While Sensback now argues that the likelihood of being sentenced to life without parole was too remote a possibility to be adequate consideration for her plea, there was a time when she appeared to consider it worth avoiding. Sensback received benefits for her plea adequate to permit the trial court to conclude that her plea did not constitute a significant mitigating factor.
Without going into the detail of the cross-talk among the cases after Sensback, which seems, after possibly hasty reading, to pit Justice Sullivan against the Chief Justice's view, it had always seemed that there were two 800-pound gorilla per se mitigators in Indiana sentencing: lack of criminal history and a guilty plea. (Mental illness is a possible candidate for a third gorilla.) In 1982, in Williams v. State, 430 N.E.2d 759, 764 (Ind. 1982), the Indiana Supreme Court said:
[A] defendant who willingly enters a plea of guilty has extended a substantial benefit to the state and deserves to have a substantial benefit extended to him in return. Both this Court and the Federal Courts have recognized the state's legitimate interest in encouraging the entry of guilty pleas and in facilitating plea bargaining which is mutually beneficial to both a defendant and the state.And to mention just one bit of the cross-talk since Sensback, Justice Sullivan's opinion in Francis v. State (Ind. 11/9/2004) goes so far as to say in footnote 2 that "a sentencing court is inherently aware of the fact that a guilty plea is a mitigating circumstance . . . ."

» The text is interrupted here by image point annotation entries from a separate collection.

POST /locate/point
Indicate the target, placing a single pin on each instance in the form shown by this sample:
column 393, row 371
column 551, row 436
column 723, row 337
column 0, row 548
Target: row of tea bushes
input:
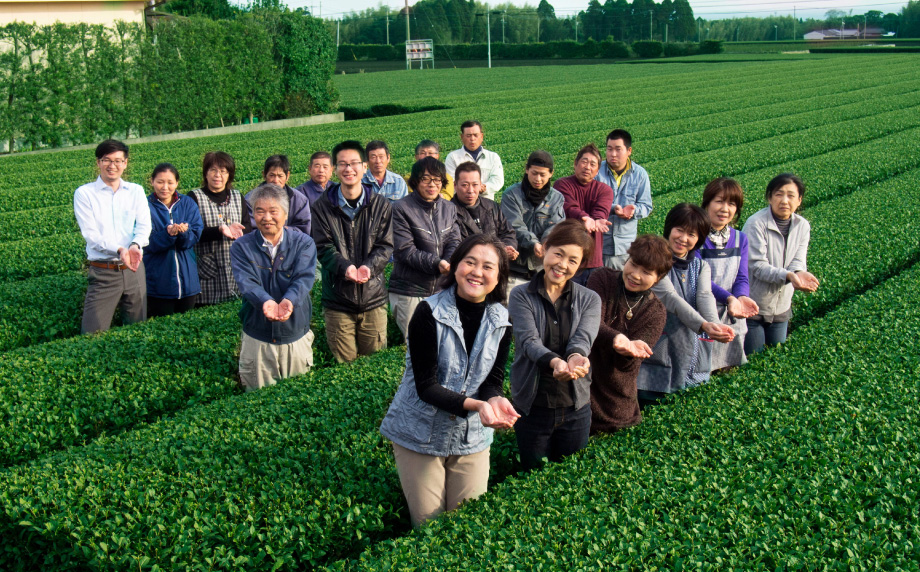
column 803, row 460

The old regime seems to have been that one got credit for pleading guilty, period. Maybe more, maybe less, but the more or less did not depend on what the State had done by way of dismissed charges or sentencing caps in a plea agreement. The courts did not go behind the fact of a plea agreement to see what kind of a deal it was. That's really what Williams says. The plea itself benefits the State, regardless of any agreement's terms.
That is, the State used to have an incentive to overcharge just to induce a guilty plea in exchange for dismissed or reduced charges. That has not changed. But now there is an additional incentive to overcharge: the more the State appears to give away in a plea agreement, the less the plea agreement will mean as a mitigator. And it would seem up to a defendant to argue that charges dismissed were either meritless or meaningless because of double jeopardy problems. In the cases I've skimmed, those arguments don't get very far.
I really am not a sentencing maven. Blakely's divinity for me derives (derived?) from its factless formalism that reshaped, for a while, every piece of criminal process it touched. Maybe someone out there who knows more about sentencing has a different take on what's going on with pleas as mitigators.